Many people have problems with coughing up mucus, especially smokers and people who have recently been, or still are, ill. This can be an annoying problem as sometimes there does not seem to be an end to it. Mucus is a product of inner membranes in throat and lungs. It is a part of the body’s protective mechanism, with which it expels foreign particles and agents from the lungs. When it is congealed, mucus is called phlegm.
Here are the causes and treatment options for coughing up mucus.
Causes of coughing up mucus
In most cases, coughing up mucus is worst in the morning, this is because mucus is formed in the lungs overnight and it must be expelled in the morning. The color of the mucus may indicate what exactly is causing it. For example, green mucus usually indicates a bacterial or viral infection that is present in the body and in the lungs.
People who suffer from allergies have this problem too, especially when they come in contact with dust, smoke, fumes or chemicals. Smokers also tend to cough up mucus in the morning, and it is usually brownish.
People who have recently stopped smoking are sometimes worried as to why they are still coughing up mucus. This is perfectly normal, the body is cleaning itself and expelling accumulated tar and toxins.
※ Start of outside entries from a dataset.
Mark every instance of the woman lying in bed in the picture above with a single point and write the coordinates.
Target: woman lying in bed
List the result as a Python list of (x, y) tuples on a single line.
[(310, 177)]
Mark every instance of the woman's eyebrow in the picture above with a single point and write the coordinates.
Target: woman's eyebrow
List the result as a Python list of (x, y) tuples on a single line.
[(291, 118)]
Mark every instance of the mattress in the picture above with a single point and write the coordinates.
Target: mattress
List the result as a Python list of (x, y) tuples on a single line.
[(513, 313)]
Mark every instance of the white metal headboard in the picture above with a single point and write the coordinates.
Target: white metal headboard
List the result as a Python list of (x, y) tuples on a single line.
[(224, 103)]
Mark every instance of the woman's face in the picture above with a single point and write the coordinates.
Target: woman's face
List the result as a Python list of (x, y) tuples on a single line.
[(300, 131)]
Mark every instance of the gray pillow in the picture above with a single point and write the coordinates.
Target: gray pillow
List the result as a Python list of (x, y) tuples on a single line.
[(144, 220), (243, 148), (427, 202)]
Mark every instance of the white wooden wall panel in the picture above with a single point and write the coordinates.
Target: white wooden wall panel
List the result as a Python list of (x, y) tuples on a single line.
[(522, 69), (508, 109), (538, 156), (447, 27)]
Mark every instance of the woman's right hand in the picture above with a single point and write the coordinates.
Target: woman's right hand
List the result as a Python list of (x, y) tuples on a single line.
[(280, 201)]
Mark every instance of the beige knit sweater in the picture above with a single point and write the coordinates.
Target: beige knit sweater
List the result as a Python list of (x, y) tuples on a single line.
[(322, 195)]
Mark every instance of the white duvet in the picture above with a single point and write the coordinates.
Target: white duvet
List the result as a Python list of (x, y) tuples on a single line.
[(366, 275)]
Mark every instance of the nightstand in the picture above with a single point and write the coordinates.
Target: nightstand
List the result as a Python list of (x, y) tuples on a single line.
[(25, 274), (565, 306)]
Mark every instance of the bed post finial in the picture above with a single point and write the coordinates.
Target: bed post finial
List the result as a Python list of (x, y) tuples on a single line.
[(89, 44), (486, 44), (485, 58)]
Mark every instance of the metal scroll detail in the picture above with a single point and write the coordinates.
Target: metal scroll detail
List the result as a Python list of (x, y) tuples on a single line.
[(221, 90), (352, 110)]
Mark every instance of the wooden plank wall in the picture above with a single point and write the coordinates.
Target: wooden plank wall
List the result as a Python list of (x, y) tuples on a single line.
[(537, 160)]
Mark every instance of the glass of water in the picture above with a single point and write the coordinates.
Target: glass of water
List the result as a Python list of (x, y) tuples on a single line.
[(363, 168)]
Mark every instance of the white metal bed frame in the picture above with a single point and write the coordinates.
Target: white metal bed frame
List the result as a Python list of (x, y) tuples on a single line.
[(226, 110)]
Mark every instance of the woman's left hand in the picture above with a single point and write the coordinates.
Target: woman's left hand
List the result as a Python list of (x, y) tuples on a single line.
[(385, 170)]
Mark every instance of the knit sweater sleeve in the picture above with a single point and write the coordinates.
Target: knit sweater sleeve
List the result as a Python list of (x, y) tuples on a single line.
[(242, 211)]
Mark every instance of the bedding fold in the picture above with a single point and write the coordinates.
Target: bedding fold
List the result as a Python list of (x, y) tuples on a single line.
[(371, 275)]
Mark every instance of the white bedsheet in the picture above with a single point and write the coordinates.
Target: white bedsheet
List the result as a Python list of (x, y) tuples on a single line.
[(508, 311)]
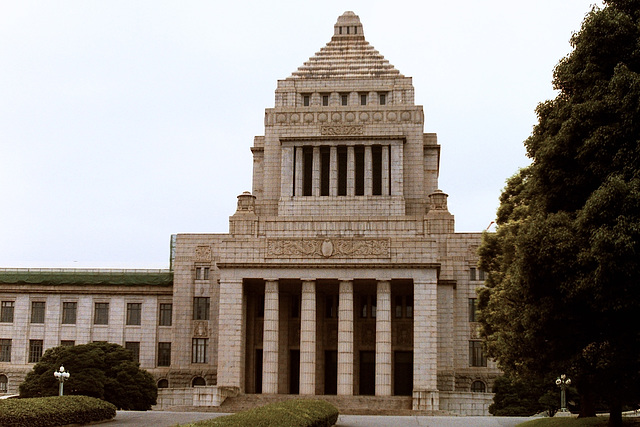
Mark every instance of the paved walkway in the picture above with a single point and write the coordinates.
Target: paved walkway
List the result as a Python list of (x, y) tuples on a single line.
[(169, 419)]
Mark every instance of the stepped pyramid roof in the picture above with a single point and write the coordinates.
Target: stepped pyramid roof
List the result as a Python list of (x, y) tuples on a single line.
[(347, 55)]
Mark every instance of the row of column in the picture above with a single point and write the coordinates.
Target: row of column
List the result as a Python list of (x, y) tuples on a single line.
[(391, 176), (345, 339)]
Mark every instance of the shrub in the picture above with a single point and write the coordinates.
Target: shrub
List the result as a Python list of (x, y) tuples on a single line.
[(291, 413), (54, 411)]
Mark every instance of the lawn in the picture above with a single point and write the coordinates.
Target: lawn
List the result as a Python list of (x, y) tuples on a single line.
[(577, 422)]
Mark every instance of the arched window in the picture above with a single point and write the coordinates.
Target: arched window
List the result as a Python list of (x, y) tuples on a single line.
[(4, 383), (198, 381), (478, 387)]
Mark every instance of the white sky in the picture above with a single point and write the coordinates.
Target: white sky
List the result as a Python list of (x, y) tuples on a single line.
[(123, 122)]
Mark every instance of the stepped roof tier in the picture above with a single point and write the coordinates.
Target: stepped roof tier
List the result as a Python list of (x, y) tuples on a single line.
[(347, 55)]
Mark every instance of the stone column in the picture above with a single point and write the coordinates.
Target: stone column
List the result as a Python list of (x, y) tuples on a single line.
[(383, 339), (286, 177), (308, 338), (397, 167), (315, 180), (270, 338), (385, 170), (345, 338), (299, 171), (368, 171), (231, 333), (333, 171), (425, 342), (351, 171)]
Certain foods can cause this problem too and this is why some people have productive cough after eating. Foods that contribute to the mucus build-up and irritation are fried and greasy foods and dairy products. In this case the mucus usually builds up in the back of the throat and not in the lungs.
Mucus in lungs can be a sign of a disease. This problem occurs as a symptom of many diseases, like asthma, chronic bronchitis, sinusitis, strep throat, lung infections, and whooping cough.
If there are traces of blood in coughed-up mucus, it is a sign of a more serious condition and it requires medical attention as soon as possible.
The firs thing to do is to determine if the underlying cause of mucus is serious. It is best to see a doctor who will examine the patient and do the necessary tests, possibly with X rays, sputum analysis, which is an analysis of the spit, and blood work. This is especially important for green mucus, which is usually a sign of infection.
When the underlying cause is determined, it will be treated accordingly, and in case of infections the treatment usually consists of antibiotics.
At-home treatments and remedies are recommended only for mild cases, for allergies and for smokers. This includes gargling with saline solutions, drinking a lot of fluids to break down mucus and make it easier to expel, and staying off fried and greasy foods and dairy products.